L’omicidio di massa risale al 26 luglio del 2016. Uematsu sale in auto e si dirige verso il centro Tsukui Yamayurien, alla periferia di Tokyo, dove ha lavorato per un periodo. Entra spaccando una finestra e inizia ad accoltellare gli ospiti nei loro letti. Ne uccide 19, tra i 19 e i 70 anni, ne ferisce 25, molti in modo grave. Poi si consegna a una stazione di polizia.
Uematsu non ha mai negato il fatto. In un’intervista al quotidiano Mainichi Shimbun ha anzi rivendicato di averlo compiuto per il bene della società giapponese. Il punto centrale del processo è stata la sua capacità di intendere e di volere. La difesa ha puntato tutto sull’infermità mentale, legata all’utilizzo prolungato di marjuana. Il tribunale però ha dato ragione all’accusa, secondo cui l’uomo era in pieno possesso delle proprie facoltà.

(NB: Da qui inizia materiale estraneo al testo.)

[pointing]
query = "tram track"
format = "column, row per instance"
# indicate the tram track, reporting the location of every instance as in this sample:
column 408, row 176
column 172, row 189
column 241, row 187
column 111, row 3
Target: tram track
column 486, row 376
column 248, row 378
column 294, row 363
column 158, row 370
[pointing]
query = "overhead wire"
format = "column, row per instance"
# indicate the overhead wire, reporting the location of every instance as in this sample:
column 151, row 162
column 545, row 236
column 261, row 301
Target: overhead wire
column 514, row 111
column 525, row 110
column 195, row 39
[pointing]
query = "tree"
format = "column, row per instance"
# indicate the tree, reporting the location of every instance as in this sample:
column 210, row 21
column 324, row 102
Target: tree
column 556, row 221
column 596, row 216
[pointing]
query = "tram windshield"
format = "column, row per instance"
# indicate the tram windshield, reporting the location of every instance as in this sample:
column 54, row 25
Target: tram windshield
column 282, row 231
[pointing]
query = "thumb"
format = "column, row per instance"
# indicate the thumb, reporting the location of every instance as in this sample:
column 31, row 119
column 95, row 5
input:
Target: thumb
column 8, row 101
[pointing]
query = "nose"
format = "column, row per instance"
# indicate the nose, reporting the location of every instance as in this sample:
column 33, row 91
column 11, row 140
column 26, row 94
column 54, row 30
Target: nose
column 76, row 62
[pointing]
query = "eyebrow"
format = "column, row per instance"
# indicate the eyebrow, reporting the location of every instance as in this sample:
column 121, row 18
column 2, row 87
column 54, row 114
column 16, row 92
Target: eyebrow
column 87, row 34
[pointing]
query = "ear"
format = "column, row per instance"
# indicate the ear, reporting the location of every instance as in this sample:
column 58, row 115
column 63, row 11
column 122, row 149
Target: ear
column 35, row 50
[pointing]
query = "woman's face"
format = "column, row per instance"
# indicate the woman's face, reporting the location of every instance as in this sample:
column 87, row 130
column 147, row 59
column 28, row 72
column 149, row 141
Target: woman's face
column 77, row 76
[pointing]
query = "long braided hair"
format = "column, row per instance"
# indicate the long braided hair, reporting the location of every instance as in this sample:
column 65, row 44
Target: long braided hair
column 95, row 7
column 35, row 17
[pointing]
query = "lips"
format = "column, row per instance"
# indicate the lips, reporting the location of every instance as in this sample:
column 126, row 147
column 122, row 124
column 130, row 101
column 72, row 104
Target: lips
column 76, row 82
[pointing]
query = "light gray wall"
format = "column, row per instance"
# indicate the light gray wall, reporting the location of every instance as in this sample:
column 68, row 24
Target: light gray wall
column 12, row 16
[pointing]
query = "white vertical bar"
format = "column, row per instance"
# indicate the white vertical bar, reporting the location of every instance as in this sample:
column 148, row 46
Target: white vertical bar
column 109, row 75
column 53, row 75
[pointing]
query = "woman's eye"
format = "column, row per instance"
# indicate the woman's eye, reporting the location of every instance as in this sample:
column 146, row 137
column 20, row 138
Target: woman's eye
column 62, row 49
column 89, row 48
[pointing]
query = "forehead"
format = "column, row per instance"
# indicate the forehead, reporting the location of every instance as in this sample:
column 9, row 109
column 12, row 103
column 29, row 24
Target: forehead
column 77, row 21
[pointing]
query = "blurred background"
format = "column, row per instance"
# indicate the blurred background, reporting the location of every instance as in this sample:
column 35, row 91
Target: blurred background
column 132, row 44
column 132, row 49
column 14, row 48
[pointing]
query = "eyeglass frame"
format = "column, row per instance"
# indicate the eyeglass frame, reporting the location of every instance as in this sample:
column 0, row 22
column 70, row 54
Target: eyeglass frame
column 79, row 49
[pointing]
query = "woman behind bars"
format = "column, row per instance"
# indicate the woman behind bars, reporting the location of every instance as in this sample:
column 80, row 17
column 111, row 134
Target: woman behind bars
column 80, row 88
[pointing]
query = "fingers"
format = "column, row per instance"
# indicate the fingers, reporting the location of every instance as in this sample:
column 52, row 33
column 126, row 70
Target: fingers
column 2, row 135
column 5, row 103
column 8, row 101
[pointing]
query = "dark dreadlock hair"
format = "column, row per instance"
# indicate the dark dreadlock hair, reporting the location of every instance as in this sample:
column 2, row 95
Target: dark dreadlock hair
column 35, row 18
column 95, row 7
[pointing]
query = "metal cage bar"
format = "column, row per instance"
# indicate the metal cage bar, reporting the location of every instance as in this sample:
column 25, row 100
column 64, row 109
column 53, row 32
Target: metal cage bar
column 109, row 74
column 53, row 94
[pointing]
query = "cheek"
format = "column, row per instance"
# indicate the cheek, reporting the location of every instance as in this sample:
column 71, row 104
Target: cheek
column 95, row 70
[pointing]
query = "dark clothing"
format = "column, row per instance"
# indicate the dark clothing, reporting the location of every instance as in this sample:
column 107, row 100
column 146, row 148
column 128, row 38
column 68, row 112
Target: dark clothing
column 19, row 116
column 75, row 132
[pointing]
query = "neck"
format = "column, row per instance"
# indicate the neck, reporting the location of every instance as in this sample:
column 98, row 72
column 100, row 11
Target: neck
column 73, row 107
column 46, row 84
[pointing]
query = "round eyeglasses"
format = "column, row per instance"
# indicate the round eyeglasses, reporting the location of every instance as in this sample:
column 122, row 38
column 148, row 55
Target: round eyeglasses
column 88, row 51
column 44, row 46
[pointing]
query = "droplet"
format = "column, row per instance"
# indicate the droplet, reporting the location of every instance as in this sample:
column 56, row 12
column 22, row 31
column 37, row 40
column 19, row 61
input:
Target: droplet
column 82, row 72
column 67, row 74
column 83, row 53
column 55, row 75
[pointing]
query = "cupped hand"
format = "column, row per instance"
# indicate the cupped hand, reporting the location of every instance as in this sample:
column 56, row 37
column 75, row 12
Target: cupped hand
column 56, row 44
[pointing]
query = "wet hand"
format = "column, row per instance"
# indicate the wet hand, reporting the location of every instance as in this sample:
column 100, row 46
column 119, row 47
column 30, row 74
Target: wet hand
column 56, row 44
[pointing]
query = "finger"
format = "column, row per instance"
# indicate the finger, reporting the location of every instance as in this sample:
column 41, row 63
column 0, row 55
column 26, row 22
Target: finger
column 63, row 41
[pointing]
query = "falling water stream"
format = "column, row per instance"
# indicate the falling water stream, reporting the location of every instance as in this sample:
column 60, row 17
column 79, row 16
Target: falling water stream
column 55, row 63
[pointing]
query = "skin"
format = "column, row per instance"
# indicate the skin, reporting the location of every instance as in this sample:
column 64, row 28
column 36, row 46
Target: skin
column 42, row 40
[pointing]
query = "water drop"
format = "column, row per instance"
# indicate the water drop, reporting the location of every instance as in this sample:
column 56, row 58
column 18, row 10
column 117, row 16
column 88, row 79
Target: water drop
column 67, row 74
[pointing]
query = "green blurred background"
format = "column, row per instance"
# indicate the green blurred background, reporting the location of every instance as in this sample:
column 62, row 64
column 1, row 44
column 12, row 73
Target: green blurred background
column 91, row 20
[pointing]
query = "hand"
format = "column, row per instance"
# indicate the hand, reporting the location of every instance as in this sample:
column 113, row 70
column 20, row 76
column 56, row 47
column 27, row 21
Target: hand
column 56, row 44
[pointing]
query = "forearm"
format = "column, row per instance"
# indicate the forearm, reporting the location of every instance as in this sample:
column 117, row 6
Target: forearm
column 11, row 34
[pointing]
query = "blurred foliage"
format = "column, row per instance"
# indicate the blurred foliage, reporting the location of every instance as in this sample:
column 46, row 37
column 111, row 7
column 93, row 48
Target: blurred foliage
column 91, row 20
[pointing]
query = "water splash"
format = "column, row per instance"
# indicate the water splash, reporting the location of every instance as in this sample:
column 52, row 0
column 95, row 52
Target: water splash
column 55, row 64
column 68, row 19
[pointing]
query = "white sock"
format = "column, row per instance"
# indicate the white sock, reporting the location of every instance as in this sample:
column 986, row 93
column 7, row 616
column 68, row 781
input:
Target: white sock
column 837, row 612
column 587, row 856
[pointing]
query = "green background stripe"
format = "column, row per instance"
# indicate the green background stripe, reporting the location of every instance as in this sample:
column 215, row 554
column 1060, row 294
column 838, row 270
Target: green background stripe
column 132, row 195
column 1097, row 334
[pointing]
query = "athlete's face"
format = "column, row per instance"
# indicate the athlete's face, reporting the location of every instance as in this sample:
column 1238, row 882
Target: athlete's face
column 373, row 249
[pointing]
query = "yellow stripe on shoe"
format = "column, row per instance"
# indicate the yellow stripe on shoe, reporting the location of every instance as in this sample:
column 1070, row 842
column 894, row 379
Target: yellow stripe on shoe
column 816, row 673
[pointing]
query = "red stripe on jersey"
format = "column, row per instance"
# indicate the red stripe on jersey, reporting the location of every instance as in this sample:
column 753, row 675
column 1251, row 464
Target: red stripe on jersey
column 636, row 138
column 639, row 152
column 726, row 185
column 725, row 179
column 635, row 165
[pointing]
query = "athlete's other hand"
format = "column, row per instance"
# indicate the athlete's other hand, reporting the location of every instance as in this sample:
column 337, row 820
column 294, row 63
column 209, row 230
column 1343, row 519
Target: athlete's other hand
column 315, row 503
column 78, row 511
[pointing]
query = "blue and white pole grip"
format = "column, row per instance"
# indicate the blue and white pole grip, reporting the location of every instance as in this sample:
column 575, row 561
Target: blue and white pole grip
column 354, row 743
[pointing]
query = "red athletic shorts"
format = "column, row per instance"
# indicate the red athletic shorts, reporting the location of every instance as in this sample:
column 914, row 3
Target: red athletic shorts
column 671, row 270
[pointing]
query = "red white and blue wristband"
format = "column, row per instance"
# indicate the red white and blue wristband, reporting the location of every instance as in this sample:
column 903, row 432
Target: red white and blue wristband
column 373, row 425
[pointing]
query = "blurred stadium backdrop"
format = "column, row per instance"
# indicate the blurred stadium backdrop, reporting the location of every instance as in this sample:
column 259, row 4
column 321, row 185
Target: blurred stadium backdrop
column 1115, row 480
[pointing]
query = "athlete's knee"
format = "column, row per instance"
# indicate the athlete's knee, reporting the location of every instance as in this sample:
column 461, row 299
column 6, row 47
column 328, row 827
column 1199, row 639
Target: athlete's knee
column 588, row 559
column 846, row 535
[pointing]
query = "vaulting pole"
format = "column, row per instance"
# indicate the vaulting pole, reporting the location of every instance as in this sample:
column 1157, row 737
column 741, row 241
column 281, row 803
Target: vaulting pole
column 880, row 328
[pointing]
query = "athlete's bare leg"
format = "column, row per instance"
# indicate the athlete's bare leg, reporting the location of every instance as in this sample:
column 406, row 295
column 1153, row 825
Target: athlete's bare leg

L’attacco al centro disabili ha sollevato un dibattito su come in Giappone vengono trattate le persone con disturbi mentali, problemi a cui è associato un forte stigma sociale. Qualche mese prima dell’attacco l’uomo aveva mandato una lettera al Parlamento giapponese, in cui dichiarava che avrebbe ucciso 470 disabili se fosse stato autorizzato a farlo. A seguito di quella lettera Uematsu era stato ricoverato in ospedale, salvo essere dimesso dopo due settimane.
I legali di Uematsu avevano annunciato prima della sentenza che, in ogni caso, non avrebbero presentato ricorso. In Giappone la pena di morte, eseguita per impiccagione, viene comminata quasi esclusivamente per omicidi plurimi. Lo scorso anno nel Paese sono state giustiziate tre persone.